Eliminating Racial/Ethnic Disparities In Health Care: Can Health Plans Generate Reports?

David R. Nerenz, Vence L. Bonham, Robbya Green-Weir, Christine Joseph and Margaret Gunter


A large and growing literature documents disparities in health status, access to care, and quality of care among racial/ethnic groups in the United States.1 Some analyses find that lack of insurance coverage is an important barrier to getting good care.2 If this were the only significant factor, disparities could be reduced or eliminated by policy initiatives that expanded insurance coverage. There is ample evidence, though, of disparities in quality of care among persons who are insured and among persons with the same type of insurance or in the same health plan.3 Interventions aimed at improving quality of care for members of racial/ethnic minority groups are necessary to reduce these disparities.

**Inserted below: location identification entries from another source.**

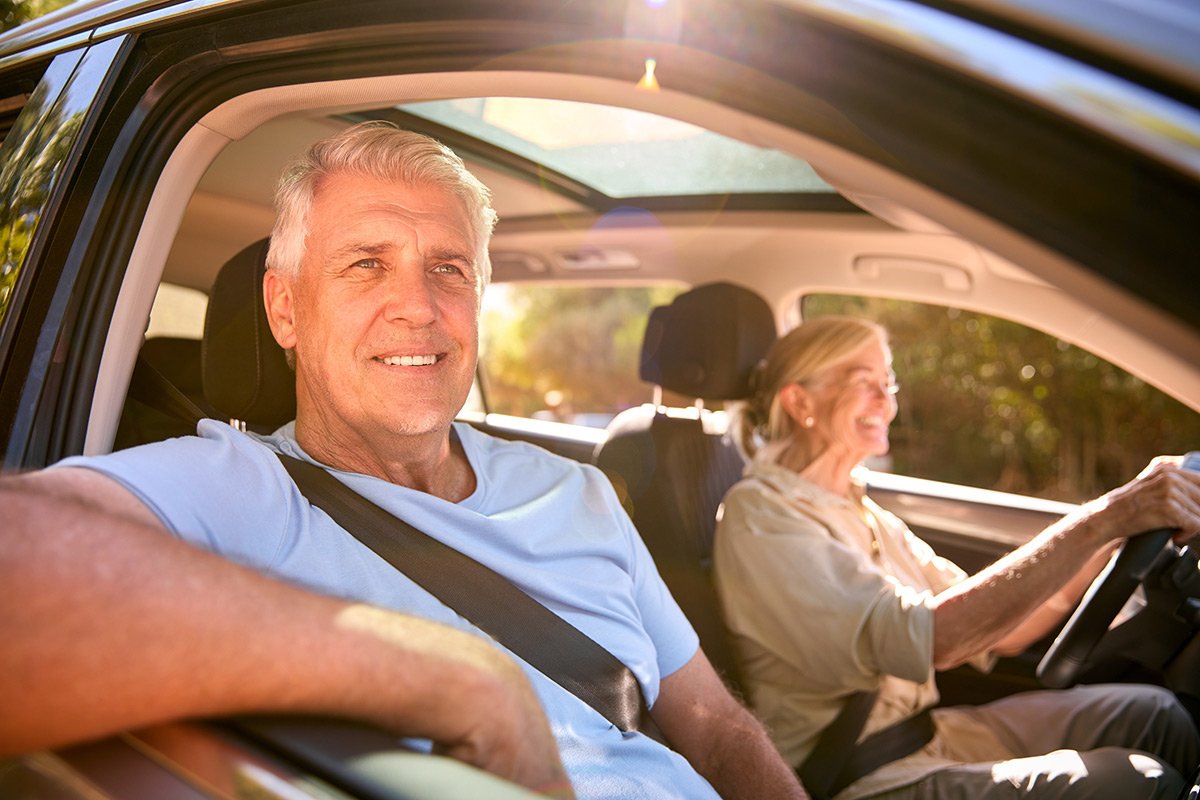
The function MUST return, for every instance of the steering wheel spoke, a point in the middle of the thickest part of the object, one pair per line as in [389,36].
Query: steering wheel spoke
[1071,650]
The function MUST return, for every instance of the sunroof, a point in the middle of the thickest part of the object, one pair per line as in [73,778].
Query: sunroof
[623,152]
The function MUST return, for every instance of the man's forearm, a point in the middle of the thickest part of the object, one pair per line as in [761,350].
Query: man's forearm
[744,763]
[111,624]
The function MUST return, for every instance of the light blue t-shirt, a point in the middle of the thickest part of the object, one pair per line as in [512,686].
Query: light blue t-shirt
[551,525]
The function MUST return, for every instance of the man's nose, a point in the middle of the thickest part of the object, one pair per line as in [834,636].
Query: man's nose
[409,298]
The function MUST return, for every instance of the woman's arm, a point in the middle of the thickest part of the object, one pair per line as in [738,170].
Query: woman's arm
[987,609]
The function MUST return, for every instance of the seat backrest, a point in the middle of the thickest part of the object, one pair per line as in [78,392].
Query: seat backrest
[246,374]
[672,467]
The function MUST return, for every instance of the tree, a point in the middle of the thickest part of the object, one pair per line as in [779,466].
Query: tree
[15,12]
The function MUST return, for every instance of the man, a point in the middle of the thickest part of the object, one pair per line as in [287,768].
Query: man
[377,264]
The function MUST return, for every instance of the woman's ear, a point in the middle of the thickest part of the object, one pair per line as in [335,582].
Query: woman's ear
[280,308]
[797,402]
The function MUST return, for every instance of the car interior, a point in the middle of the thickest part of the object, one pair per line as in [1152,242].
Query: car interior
[855,227]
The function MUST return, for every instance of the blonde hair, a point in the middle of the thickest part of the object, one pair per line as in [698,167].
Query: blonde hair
[382,150]
[762,428]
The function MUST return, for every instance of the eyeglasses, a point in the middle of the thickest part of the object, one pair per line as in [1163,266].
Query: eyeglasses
[869,385]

   Health Plans, Quality Improvement, And Disparities
 
Most health plans are involved in some form of quality measurement and improvement. If a health plan improves its quality of care in general, the care of minority patients may improve also. However, a set of performance measures applied to all patients may mask or miss key disparities in quality-of-care for minorities. These considerations have led to calls for stratified analysis and reporting of quality-of-care information.4

Although plans could conceivably report many or all of the Health Plan Employer Data and Information Set (HEDIS) measures separately by race and ethnicity, essentially none do so. The National Committee for Quality Assurance (NCQA) does not require this kind of reporting, but the NCQA is going to recommend a change to its standards that would encourage health plans to work with their physicians to incorporate information on race/ethnicity that would allow analysis to look for disparities in health care.5

A key barrier to the creation and use of quality-of-care reports for racial or ethnic minority groups is the absence of data on race or ethnicity either in plan databases or in the claims and encounter databases maintained by providers in the plans’ delivery networks.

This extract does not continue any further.